Gustavo Araujo 20/01/2015
Excelente, mas... Panfletário?
Resenhar um clássico não é tarefa fácil. Corre-se sempre o risco de cair na mesmice ou de cometer uma heresia, deixando de se apontar o que é consenso. Tratando-se de alguém como Érico Veríssimo, essa tarefa é ainda mais cruel, já que o autor gaúcho pertence ao panteão dos maiores escritores nacionais.
Começando pelo que é notório: “Olhai os Lírios do Campo” é de fato um livro belíssimo. A história de Eugênio e Olívia é tocante, verdadeira, daquelas que acontecem todos os dias com alguém conhecido. É como se o autor nos contasse fatos que realmente aconteceram. Eugênio é médico, casado – um casamento de aparências – com uma mulher rica. Recebe um telefonema do hospital: Olívia está prestes a morrer. No caminho até lá, recorda sua vida até aquele momento.
Mais do que na história pessoal de Eugênio, mergulhamos na sua psicologia. Érico Veríssimo, ao escrever o romance, diz-se, sofreu a influência de autores como Katherine Mansfield e Sommerset Maugham. Por conta disso, dotou seu protagonista de questionamentos vários, de uma humanidade sem par, tornando o leitor cúmplice de suas crises existenciais, de seus dilemas, desejos, decepções e remorsos.
É isso que torna “Olhai os Lírios do Campo” um livro fascinante. Eugênio é real. É você, sou eu, somos nós, com nossos medos e segredos mais íntimos revelados por uma prosa arguta, que nos desnuda sem qualquer cerimônia. Seríamos capazes de trocar o verdadeiro amor em nome da ambição?

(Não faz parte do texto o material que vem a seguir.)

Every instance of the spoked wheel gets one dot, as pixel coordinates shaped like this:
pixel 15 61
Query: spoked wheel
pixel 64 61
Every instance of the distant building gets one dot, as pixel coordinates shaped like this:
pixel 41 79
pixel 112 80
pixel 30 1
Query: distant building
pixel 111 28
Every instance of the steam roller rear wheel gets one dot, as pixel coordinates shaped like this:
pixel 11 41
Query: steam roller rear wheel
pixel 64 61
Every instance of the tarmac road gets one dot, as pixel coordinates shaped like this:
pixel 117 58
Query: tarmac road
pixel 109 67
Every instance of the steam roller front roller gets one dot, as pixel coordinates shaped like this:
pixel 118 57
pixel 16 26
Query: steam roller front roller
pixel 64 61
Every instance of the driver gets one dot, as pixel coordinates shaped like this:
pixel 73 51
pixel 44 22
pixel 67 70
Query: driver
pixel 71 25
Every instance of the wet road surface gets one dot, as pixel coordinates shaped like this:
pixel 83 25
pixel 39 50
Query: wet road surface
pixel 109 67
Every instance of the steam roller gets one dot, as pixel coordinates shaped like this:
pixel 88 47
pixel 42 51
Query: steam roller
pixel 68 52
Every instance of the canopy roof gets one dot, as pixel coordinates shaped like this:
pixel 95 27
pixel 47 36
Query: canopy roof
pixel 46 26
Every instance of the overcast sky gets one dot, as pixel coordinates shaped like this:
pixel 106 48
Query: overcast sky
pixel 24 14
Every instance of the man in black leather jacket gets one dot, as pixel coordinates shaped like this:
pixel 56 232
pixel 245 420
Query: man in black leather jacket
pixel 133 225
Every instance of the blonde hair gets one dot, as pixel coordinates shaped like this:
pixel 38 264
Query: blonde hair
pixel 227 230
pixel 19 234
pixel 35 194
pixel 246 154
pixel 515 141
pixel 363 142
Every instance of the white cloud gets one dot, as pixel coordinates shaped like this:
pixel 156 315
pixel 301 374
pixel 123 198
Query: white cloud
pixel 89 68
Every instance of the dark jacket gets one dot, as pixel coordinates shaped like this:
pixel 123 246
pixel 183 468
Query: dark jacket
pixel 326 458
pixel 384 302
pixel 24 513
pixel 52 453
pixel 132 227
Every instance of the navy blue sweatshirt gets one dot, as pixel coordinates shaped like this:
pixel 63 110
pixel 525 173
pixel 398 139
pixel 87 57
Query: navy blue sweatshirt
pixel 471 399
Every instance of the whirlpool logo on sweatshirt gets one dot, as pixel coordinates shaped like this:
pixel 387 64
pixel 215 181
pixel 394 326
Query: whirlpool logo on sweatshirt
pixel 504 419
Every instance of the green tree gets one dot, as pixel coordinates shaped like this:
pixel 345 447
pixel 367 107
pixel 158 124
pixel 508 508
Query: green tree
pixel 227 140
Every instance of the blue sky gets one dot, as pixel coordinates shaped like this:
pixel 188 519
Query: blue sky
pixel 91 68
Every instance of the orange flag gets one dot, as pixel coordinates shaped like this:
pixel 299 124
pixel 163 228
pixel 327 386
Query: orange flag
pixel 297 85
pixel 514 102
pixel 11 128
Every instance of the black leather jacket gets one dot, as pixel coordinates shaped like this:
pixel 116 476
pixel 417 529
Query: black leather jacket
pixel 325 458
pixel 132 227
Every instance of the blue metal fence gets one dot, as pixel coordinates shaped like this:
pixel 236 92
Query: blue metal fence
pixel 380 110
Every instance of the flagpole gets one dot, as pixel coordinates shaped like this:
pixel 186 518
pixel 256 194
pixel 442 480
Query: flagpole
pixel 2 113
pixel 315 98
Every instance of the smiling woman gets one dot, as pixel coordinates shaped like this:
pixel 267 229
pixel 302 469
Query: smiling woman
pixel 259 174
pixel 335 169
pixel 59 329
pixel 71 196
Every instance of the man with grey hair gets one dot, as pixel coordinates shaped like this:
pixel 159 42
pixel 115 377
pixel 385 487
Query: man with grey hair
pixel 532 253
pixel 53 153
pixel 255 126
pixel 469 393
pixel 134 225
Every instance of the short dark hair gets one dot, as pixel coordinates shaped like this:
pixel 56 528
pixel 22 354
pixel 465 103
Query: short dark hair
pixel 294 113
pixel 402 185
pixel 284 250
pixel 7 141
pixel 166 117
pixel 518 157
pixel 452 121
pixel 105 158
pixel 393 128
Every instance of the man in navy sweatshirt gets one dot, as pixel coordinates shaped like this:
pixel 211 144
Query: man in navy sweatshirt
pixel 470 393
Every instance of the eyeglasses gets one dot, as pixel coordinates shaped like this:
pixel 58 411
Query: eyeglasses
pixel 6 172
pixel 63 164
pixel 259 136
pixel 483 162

Na primeira metade do romance, a questão nos desconforta. Eugênio recorda a infância, a vergonha que sentia do pai, os dias no internato e a faculdade, onde se sentia inferiorizado, apesar do amor por Olívia, sua colega de turma. Nesse contexto, o casamento com a filha de um magnata da alta sociedade porto-alegrense surge como uma tábua de salvação. Não é surpreendente a escolha do protagonista: entregar-se a uma vida vazia e frívola, em troca de conforto e riqueza; ser um coadjuvante da esposa, conviver com pessoas que só pensam em dinheiro e em promoção pessoal. E a todo tempo, sentir o martelar da saudade de Olívia e a vergonha por tê-la preterido, restringindo seus encontros a ocasiões esporádicas.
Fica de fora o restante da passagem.